Wall St tergelincir dari stage tertinggi bulan Maret di tengah ketidakpastian penurunan suku kembang

Kontrak berjangka stabil setelah indeks Wall Boulevard mencatat penurunan tajam selama dua sesi, lantaran serangkaian komentar hawkish dari pejabat tinggi Fed membikin pasar mengabaikan ekspektasi penurunan suku kembang oleh financial institution sentral.

Meskipun The Fed telah memberikan nada nan agak dovish selama pertemuan bulan Maret, sejumlah pejabat nan berbincang setelah pertemuan tersebut memperingatkan bahwa inflasi nan tinggi dan kekuatan di pasar tenaga kerja bakal menghalangi financial institution tersebut untuk memangkas suku kembang di awal tahun ini.

information untuk bulan Februari tetap stagnan, sedangkan information untuk bulan Maret, nan dirilis pada hari Jumat ini, diperkirakan bakal menunjukkan kekuatan nan berkepanjangan di pasar tenaga kerja. Hal ini membikin para pedagang memangkas ekspektasi mereka terhadap penurunan suku kembang sebesar 25 foundation poin pada bulan Juni, menurut .

Kekhawatiran bakal suku kembang nan lebih tinggi dalam jangka waktu nan lebih lama menyebabkan indeks Wall Boulevard ambruk dari rekor tertingginya dalam dua sesi terakhir.

Indeks tersebut turun 0,7% menjadi 5.205,81 poin pada hari Selasa, sedangkan indeks referensi turun nyaris 1% menjadi 16.240,24 poin. Itu adalah nan berkinerja terburuk di antara rekan-rekannya, turun 1% pada 39,170.24 poin.

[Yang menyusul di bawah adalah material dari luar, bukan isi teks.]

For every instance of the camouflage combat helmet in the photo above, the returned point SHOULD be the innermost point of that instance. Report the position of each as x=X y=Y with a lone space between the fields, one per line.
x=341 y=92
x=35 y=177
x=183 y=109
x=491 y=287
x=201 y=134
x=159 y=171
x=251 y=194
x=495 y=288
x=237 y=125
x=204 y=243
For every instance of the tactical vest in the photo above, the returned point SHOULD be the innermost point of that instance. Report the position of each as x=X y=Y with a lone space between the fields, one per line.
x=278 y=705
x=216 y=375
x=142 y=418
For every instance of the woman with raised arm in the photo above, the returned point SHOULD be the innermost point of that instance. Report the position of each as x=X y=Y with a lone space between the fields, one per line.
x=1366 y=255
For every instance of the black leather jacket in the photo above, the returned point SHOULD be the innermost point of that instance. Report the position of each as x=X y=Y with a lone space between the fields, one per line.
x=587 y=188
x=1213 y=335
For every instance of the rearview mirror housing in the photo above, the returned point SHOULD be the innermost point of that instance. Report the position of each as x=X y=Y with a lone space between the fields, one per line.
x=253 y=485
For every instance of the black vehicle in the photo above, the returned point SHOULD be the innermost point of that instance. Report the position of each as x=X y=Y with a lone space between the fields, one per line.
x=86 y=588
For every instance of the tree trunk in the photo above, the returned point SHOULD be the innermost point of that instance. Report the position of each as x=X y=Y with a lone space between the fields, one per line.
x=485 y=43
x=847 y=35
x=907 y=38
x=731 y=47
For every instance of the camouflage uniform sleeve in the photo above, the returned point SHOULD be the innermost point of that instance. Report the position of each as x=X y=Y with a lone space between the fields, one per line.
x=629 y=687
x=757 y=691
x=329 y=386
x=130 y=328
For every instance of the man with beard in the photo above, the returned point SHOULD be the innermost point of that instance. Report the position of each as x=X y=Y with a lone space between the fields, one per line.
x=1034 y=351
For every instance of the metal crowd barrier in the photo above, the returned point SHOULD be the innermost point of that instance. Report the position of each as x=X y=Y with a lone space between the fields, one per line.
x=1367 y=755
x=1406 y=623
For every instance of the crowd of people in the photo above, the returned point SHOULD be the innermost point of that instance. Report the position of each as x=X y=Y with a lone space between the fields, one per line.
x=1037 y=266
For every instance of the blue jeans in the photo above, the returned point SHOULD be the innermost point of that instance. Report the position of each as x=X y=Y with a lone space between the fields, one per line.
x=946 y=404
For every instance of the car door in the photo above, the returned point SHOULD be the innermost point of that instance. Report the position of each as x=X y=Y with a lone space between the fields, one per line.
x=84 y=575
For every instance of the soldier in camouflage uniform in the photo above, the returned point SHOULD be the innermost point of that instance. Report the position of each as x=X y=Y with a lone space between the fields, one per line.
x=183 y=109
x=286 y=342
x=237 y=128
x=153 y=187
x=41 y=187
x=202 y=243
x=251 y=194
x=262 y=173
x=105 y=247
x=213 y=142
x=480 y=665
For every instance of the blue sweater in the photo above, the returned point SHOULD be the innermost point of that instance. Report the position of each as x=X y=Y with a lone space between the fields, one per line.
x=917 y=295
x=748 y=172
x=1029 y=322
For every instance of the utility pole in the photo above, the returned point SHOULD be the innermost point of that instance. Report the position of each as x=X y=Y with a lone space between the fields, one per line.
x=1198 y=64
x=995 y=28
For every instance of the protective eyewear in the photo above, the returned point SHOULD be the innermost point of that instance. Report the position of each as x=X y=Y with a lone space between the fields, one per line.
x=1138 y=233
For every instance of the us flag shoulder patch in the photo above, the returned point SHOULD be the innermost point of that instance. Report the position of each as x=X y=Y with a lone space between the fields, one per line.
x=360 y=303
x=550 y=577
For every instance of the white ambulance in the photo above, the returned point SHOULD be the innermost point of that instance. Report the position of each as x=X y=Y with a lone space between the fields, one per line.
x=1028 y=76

Kerugian teknologi dan jasa kesehatan menjadi beban

Kerugian pada saham-saham teknologi sejauh ini merupakan beban terbesar di Wall Boulevard, lantaran imbal hasil Treasury juga meningkat seiring dengan kenaikan suku kembang nan lebih tinggi untuk jangka waktu nan lebih lama.

Kesayangan kepintaran buatan NVIDIA Company (NASDAQ 🙂 turun 0,3% dalam perdagangan aftermarket setelah merosot nyaris 10% dari rekor tertinggi nan dicapai pada bulan Maret.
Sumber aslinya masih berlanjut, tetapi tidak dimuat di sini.